Prescott College has also been a benefactor of Molly’s self-taught knowledge and desire to educate and enlighten others. With an ever-growing awareness as to the importance of locally sourced produce and agriculture, Molly moved from College Caterer, to running and overseeing the operations of the Crossroads Cafe — a unique facility that offers students and locals alike the opportunity to experience a different focus toward food, how we eat, and food sources through dining and programs.
A long-time member of the “Slow Foods” movement, Molly and students at Prescott College, formed a local chapter, with a focus on the development and support of School Gardens.
The mission of Slow Foods International, formed in 1989, is to “Prevent the disappearance of local food cultures and traditions, counteract the rise of fast life and combat people’s dwindling interest in the food they eat.”
Molly lives the mission of Slow Foods, and with seemingly endless energy, has taken up the mantel so to speak when it comes to spreading the message of the importance of food sourcing, cultural and ethnic culinary traditions as well as education through mentoring and partnerships.

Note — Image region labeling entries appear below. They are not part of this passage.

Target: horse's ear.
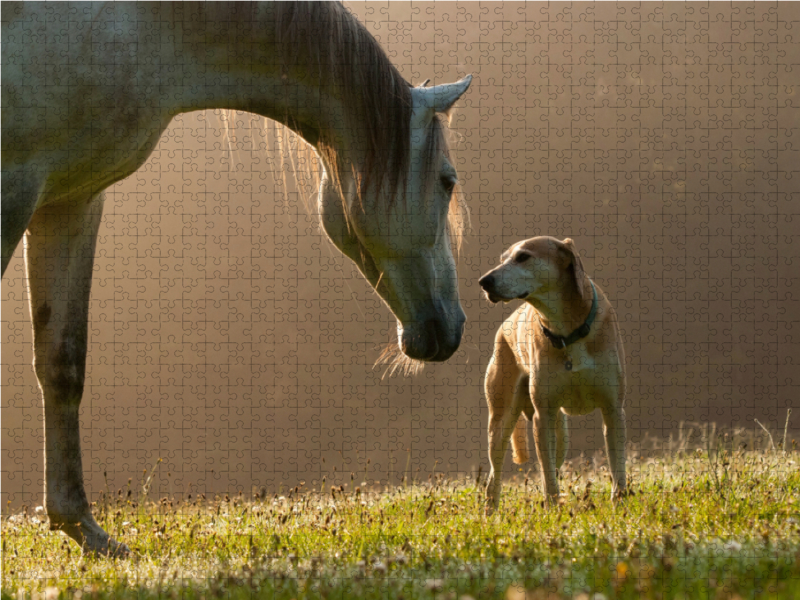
[411,75,472,113]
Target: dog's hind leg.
[486,334,522,514]
[25,194,128,554]
[555,411,569,469]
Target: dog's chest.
[531,348,615,415]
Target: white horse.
[1,2,471,554]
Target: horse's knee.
[33,333,86,404]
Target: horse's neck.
[167,2,357,163]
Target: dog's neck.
[525,274,593,336]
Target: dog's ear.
[561,238,584,297]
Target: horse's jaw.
[319,180,466,362]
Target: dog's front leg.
[533,408,558,505]
[603,407,627,499]
[486,406,522,515]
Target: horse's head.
[320,76,472,361]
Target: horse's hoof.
[59,516,131,558]
[83,537,131,558]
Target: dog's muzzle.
[478,273,504,304]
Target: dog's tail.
[511,415,530,465]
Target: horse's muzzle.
[398,307,467,362]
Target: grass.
[2,424,800,600]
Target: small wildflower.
[425,579,444,592]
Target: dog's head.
[478,236,583,304]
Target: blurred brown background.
[2,2,800,507]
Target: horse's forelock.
[214,2,469,250]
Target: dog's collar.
[539,279,597,350]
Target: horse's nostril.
[478,275,494,290]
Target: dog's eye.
[514,252,531,265]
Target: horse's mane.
[200,2,466,248]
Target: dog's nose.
[478,275,494,290]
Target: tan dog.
[479,237,625,513]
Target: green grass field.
[2,426,800,600]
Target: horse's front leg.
[25,194,128,555]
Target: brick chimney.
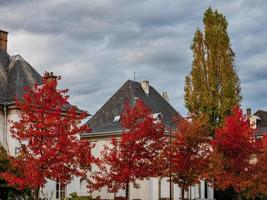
[141,80,149,95]
[0,30,8,51]
[162,91,170,101]
[45,72,60,82]
[246,108,251,119]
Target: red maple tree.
[2,73,93,198]
[247,133,267,198]
[89,99,165,199]
[163,117,211,200]
[211,107,257,199]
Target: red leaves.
[212,107,257,192]
[0,74,93,188]
[168,118,211,189]
[91,100,164,192]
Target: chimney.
[162,91,170,101]
[45,72,60,82]
[141,80,149,95]
[0,30,8,52]
[247,108,251,119]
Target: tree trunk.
[33,188,40,200]
[181,186,184,200]
[125,182,130,200]
[237,193,242,200]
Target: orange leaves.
[1,73,93,188]
[91,100,164,192]
[212,107,257,193]
[169,118,211,189]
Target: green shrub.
[66,192,94,200]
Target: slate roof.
[86,80,181,134]
[0,49,42,105]
[254,110,267,136]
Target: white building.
[82,80,214,200]
[0,30,213,200]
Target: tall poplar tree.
[184,8,242,133]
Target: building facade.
[0,30,213,200]
[84,80,214,200]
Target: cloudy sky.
[0,0,267,115]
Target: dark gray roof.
[254,110,267,136]
[0,49,42,105]
[86,80,181,133]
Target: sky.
[0,0,267,116]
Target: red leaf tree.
[211,107,257,199]
[164,117,211,200]
[248,133,267,198]
[89,100,164,199]
[2,73,93,198]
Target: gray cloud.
[0,0,267,115]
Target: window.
[112,115,121,123]
[56,181,66,200]
[15,147,20,156]
[204,180,208,199]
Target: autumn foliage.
[247,135,267,197]
[1,73,93,192]
[164,118,211,199]
[91,100,164,198]
[211,107,258,194]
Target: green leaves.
[184,8,242,133]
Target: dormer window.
[112,115,121,123]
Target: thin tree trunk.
[125,182,130,200]
[33,187,40,200]
[181,185,184,200]
[237,193,242,200]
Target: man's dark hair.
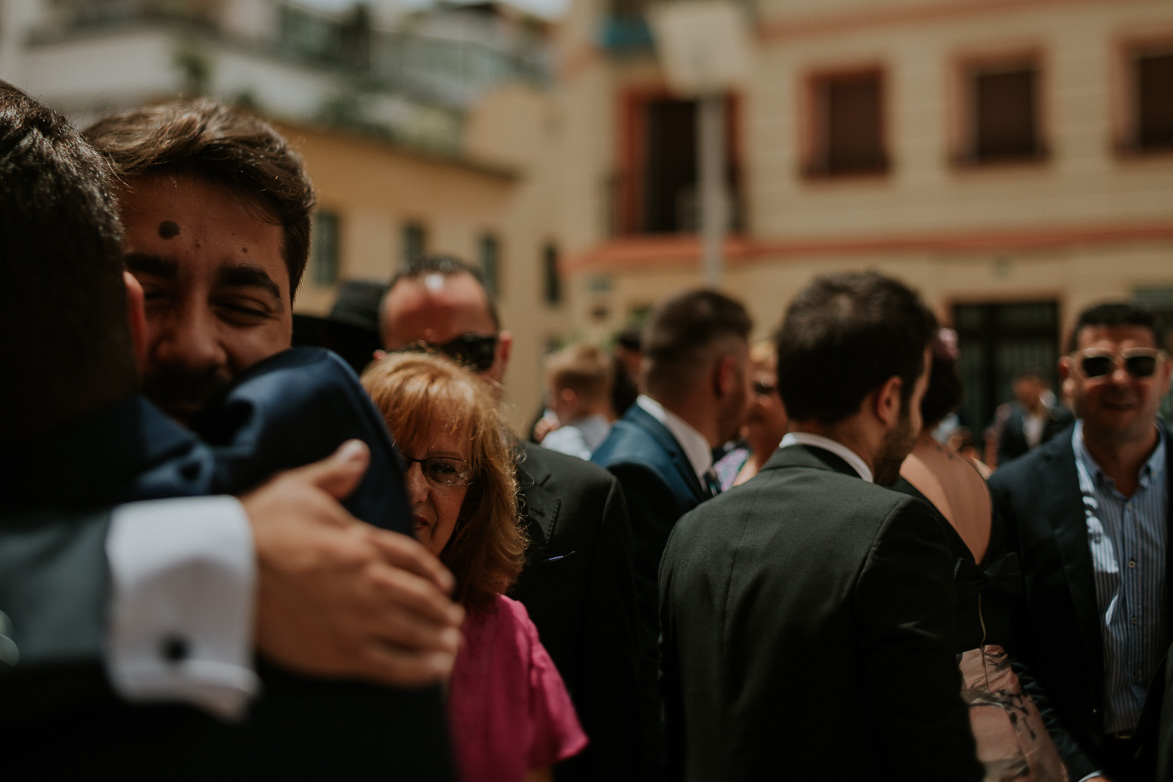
[384,254,501,331]
[921,335,965,429]
[639,290,753,399]
[1067,301,1162,354]
[777,272,937,424]
[0,82,138,448]
[84,98,314,298]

There are not many in the culinary and local agricultural community who have not crossed paths with Molly or have unknowingly benefited from the various programs she supports.
During 2020, Slow Foods paired novice backyard gardeners with seasoned and some master gardeners to learn how to grow food in their backyards through their program, “Grow Food in Your Backyard.”
While some faced the frustration of beginning their own garden, all have said they will participate again, putting the number of pairings close to 60 and the program is entering its third year.
In the coming months, Molly and Prescott Slow Foods will be involved in a variety of programs including:
“Growing Winter Greens Indoors,” which offers instruction on the benefits and how to grow micro greens in your home for your own consumption and health. Saturday, Jan. 21 at Yavapai College.
And “Seed Mania,” March 5 from 1 to 6 p.m. at the Prescott College Crossroads Center featuring seed sales and exchanges, as well as workshops, and kids activities, and an evening community meal. The event is co-sponsored by the Prescott Farmers Market and the Museum of Indigenous People.